China Nabs Reporter Whose Fabricated Story Caused Stock Market Crash

Zohaib Ahmed
Wang Xiaolu's yellow journalism caused a global stock market decline of $4 trillion.

The 2015 Chinese stock market crash wiped out an estimated $5 trillion in value of global stocks and Chinese authorities have apparently found the person who triggered this devastating ripple effect.

The crash, which first began on June 12, has caused a staggering decline of almost 40 percent. Individual investors have lost millions while markets across the world have also suffered greatly as a result.

And the man behind it all is a journalist named Wang Xiaolu, who has confessed that his sensationalized coverage of the stock market and stories built around baseless rumors caused panic among investors.

In the confession, which aired on China’s state-owned TV channel, Wang takes full responsibility of his fabricated reports.

One particular piece written for Caijing on July 20 did the most damage.

In it, he wrote that China Securities Regulatory Commission intends to refrain from supporting and stabilizing share market prices in the future. The truth was that the CSRC had no such plans. However, local investors believed Wang's fictional report and began cashing out of the market in scores to save their investments.

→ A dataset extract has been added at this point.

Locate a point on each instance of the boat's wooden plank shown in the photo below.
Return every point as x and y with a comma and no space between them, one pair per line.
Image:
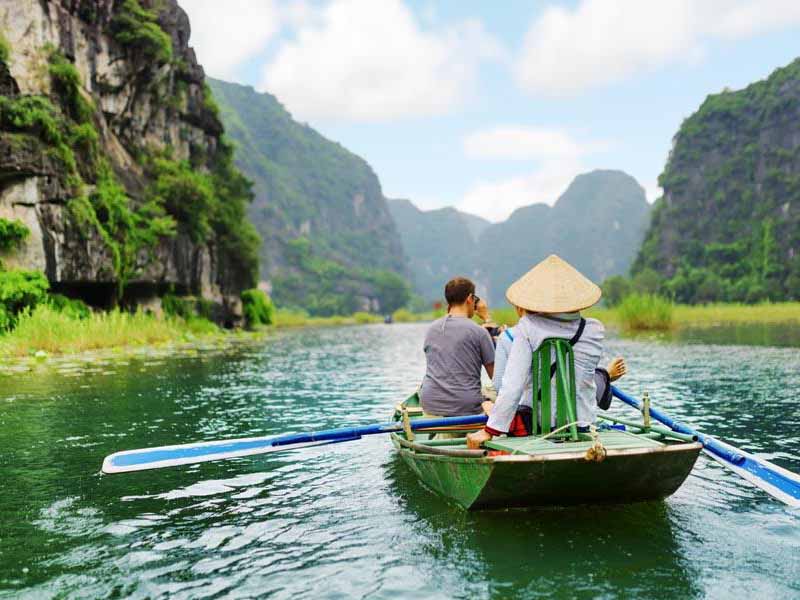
616,440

The report marred all the hard work done by CSRC in the prior weeks to stabilize the market. The worst happened on July 27, roughly two weeks after Caijing ran Wang's story, when the Shanghai index fell by a massive 8.5 percent – by far the biggest single-day plunge in Chinese markets since 2007. The cause of decline was eventually traced back to Wang, who was arrested a month later.

China stock market crash

Xinhua reports that Wang admitted that his story "caused panics and disorder at stock market, seriously undermined the market confidence, and inflicted huge losses on the country and investors [sic]."

He added that he was deeply sorry and that “at such a sensitive time, I should not have published a report that negatively affected the market.” Wang further said that he had “caused great losses to the country and to investors” all for the sake of sensationalism.

Unfortunately, no amount of regret on Wang's part is going to bring back the hard-earned money of millions of people around the world.

While Wang has been caught, some responsibility also lies with the editorial team that ran his story without verifying his sources.